Studies of BLOC-1 in the nervous system have begun to link numerous molecular and cellular mechanisms to its proposed contribution to schizophrenia. Knock-down studies of the dysbindin gene DTNBP1 via siRNA demonstrated that the dysbindin subunit is integral for the signaling and recycling of the D2 receptor (DRD2) but not the D1 receptor. BLOC-1 mutations in dysbindin therefore can alter dopaminergic signaling in the brain which may confer symptoms of schizophrenia. These results appear to be relevant to the whole complex as the majority of expressed dysbindin localized to the BLOC-1 complex in the mouse brain.
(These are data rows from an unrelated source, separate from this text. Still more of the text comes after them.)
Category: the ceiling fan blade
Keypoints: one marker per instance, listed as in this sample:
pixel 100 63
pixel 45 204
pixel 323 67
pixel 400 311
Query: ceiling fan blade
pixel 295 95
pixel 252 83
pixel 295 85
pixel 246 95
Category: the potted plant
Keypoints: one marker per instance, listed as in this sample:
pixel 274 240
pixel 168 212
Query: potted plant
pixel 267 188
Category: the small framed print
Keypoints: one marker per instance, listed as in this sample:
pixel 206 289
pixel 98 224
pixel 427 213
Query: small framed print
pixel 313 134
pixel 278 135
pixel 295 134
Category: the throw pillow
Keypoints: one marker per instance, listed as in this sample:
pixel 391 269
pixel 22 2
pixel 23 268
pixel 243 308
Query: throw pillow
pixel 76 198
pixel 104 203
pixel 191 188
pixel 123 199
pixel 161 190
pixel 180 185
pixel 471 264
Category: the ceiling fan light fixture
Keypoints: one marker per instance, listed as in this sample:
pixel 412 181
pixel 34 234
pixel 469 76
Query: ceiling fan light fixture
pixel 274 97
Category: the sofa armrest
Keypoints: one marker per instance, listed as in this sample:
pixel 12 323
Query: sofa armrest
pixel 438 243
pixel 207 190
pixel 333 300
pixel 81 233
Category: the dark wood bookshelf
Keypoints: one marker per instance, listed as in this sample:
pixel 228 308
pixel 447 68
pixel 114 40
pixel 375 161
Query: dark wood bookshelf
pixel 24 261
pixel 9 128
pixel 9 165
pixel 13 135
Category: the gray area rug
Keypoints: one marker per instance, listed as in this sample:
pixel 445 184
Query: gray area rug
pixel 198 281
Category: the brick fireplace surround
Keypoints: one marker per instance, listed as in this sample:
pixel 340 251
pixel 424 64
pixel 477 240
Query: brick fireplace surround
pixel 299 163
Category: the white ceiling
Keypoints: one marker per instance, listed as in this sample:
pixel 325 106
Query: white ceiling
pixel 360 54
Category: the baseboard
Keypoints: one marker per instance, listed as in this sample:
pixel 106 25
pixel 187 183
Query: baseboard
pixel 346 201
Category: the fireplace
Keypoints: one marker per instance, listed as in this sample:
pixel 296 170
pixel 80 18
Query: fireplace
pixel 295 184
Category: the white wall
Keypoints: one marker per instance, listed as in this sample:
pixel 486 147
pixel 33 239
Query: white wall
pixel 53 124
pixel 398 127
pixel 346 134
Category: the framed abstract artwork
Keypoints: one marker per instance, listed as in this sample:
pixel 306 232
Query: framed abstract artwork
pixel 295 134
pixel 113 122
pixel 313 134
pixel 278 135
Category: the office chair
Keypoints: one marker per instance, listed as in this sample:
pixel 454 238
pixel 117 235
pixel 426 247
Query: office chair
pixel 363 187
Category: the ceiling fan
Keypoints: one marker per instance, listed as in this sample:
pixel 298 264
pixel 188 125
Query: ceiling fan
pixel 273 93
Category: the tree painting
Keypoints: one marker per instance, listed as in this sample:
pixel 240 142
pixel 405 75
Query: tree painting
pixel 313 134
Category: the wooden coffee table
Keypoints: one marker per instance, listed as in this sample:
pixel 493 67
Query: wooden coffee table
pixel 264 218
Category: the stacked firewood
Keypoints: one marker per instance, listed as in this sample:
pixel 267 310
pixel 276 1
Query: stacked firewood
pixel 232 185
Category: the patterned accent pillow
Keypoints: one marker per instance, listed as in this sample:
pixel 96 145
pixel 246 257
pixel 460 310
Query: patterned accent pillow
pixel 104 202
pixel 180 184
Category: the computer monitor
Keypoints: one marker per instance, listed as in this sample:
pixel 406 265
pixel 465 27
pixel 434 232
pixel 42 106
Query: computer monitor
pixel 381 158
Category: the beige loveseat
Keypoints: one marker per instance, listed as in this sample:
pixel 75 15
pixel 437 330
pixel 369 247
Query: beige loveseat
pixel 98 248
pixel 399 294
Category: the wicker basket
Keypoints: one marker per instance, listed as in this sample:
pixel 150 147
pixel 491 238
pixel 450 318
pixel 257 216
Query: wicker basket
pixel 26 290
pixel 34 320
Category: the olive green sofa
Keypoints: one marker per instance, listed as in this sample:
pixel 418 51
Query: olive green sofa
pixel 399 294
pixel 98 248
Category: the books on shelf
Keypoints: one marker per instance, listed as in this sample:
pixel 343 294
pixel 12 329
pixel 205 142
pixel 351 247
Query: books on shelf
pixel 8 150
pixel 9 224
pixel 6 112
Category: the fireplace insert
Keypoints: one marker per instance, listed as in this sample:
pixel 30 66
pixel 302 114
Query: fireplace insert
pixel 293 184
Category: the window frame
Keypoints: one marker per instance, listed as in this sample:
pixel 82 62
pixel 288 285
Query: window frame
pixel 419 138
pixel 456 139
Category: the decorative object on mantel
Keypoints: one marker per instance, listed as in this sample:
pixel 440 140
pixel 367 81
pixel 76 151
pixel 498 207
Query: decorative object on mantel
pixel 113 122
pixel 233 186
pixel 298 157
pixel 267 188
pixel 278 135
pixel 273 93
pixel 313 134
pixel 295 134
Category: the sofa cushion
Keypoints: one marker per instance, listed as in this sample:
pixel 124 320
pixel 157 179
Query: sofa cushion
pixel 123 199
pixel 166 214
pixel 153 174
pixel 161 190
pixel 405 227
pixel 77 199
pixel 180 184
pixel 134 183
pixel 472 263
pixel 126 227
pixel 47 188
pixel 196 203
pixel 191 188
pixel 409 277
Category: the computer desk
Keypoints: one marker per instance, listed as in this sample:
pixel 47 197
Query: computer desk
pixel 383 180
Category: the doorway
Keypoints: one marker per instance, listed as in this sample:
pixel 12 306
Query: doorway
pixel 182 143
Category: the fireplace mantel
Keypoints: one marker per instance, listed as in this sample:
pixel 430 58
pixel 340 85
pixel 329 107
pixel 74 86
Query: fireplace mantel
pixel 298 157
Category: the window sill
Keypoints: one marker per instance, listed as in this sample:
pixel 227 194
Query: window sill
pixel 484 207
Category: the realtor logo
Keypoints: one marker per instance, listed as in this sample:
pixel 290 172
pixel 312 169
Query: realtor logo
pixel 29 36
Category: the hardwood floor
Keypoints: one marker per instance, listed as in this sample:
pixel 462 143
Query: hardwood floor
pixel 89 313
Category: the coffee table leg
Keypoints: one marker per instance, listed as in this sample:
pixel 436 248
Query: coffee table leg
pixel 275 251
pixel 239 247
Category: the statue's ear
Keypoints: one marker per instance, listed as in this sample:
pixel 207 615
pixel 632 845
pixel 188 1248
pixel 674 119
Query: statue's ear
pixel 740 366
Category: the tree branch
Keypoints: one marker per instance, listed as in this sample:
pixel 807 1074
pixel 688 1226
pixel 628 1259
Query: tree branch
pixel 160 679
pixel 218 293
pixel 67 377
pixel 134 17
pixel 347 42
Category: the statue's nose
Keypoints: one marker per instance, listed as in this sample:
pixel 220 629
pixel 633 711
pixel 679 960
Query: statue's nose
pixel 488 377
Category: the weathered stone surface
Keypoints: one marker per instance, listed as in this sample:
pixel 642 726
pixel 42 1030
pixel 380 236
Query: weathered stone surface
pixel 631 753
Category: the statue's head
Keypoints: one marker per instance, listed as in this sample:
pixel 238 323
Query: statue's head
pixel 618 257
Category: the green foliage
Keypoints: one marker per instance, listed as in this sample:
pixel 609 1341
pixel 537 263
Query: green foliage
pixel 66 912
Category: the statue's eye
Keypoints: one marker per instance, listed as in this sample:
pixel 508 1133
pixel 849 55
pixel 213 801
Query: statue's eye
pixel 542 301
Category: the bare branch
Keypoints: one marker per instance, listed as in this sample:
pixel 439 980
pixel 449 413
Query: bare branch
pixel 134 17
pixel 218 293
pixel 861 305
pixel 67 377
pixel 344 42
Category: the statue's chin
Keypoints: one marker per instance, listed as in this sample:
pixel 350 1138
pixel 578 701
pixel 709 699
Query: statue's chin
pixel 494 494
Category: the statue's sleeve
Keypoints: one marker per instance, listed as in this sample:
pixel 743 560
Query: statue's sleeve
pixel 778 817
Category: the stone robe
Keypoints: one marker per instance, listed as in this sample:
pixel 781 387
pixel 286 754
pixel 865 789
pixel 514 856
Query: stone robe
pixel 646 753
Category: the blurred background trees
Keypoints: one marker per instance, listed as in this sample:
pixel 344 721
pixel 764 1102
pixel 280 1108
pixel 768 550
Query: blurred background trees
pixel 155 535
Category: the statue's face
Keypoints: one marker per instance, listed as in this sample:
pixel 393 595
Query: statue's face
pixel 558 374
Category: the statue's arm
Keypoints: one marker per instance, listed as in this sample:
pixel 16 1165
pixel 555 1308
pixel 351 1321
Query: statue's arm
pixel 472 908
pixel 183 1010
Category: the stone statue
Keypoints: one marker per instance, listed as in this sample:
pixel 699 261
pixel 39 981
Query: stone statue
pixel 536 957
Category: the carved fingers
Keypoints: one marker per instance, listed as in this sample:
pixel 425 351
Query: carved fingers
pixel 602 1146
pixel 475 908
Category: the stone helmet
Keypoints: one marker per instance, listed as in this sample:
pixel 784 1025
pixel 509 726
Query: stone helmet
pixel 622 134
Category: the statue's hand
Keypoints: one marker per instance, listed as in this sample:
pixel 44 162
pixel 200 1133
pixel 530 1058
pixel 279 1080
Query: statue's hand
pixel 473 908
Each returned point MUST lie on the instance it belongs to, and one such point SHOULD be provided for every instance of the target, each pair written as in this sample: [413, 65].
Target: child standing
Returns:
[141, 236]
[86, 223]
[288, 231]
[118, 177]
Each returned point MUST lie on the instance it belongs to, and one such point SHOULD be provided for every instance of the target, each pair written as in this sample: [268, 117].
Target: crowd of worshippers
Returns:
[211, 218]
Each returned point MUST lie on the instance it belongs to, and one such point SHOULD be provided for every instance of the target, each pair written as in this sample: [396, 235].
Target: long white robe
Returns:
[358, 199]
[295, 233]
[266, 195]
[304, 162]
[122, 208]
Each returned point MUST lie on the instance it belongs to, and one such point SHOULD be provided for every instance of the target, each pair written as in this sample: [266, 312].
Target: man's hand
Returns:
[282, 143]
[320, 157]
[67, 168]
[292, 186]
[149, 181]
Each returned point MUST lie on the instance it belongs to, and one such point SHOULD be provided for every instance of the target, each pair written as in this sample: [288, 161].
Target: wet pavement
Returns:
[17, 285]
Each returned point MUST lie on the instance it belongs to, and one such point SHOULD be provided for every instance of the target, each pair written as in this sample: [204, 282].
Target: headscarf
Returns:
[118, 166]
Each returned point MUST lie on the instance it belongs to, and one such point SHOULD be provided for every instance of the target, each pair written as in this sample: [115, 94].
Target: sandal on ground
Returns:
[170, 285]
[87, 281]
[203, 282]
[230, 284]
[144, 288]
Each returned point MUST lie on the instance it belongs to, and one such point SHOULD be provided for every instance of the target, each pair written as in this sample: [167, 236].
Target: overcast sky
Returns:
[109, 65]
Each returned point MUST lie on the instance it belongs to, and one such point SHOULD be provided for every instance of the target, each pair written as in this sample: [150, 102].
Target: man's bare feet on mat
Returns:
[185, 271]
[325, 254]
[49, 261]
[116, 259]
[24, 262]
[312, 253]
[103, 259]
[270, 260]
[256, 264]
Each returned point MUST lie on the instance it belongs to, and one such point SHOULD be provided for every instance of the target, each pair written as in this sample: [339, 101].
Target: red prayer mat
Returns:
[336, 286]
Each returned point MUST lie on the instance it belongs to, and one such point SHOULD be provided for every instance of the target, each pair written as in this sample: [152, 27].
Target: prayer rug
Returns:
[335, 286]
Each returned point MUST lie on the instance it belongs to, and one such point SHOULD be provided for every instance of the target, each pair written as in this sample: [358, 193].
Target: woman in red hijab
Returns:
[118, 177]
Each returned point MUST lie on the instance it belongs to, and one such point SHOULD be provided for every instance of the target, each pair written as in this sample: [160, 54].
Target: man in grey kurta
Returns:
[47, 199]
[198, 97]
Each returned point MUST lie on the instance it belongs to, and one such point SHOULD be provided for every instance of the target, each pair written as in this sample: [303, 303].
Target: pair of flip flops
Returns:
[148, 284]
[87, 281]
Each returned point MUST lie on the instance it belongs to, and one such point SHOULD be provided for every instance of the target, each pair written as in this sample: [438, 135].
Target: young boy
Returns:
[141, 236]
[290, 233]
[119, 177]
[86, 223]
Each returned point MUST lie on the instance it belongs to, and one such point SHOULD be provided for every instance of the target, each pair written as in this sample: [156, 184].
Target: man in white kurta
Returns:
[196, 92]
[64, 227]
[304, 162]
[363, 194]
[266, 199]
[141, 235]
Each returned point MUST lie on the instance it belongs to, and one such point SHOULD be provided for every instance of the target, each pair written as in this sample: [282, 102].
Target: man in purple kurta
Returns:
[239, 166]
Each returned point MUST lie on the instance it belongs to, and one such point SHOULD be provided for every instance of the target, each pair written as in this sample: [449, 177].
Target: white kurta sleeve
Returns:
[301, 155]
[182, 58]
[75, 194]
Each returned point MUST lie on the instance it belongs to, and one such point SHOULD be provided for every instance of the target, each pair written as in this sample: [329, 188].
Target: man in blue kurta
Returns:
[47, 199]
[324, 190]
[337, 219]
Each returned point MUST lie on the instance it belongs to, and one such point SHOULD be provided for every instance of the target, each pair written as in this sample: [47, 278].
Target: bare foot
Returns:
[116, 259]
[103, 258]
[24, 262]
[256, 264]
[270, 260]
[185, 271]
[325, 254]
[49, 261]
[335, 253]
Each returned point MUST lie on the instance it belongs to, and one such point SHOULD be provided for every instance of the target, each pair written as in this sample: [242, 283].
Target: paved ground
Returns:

Furthermore, proper neurite extension appears to be regulated by BLOC-1, which may have molecular links to the ability of BLOC-1 to physically associate in vitro with SNARE proteins such as SNAP-25, SNAP-17, and syntaxin 13. This interaction with SNAREs could aid in membrane trafficking toward neurite extensions. Studies in Drosophila melanogaster indicate pallidin is non-essential for synaptic vesicle homeostasis or anatomy but is essential under conditions of increased neuronal signaling to maintain vesicular trafficking from endosomes via recycling mechanisms. The effects of a non-functional Bloc1s6 gene (encoding for pallidin) on the metabolome of the post-natal mouse hippocampus were explored using LC-MS, revealing altered levels of a variety of metabolites. Particularly intriguing effects include an increase in glutamate (and its precursor glutamine), an excitatory neurotransmitter linked to schizophrenia, as well as decreases in the neurotransmitters phenylalanine and tryptophan. Overall, modifications in the metabolome of these mice extend to nucleobase molecules and lysophospholipids as well, implicating further dysregulation effects of BLOC-1 deficiencies to plausible molecular contributions of schizophrenia.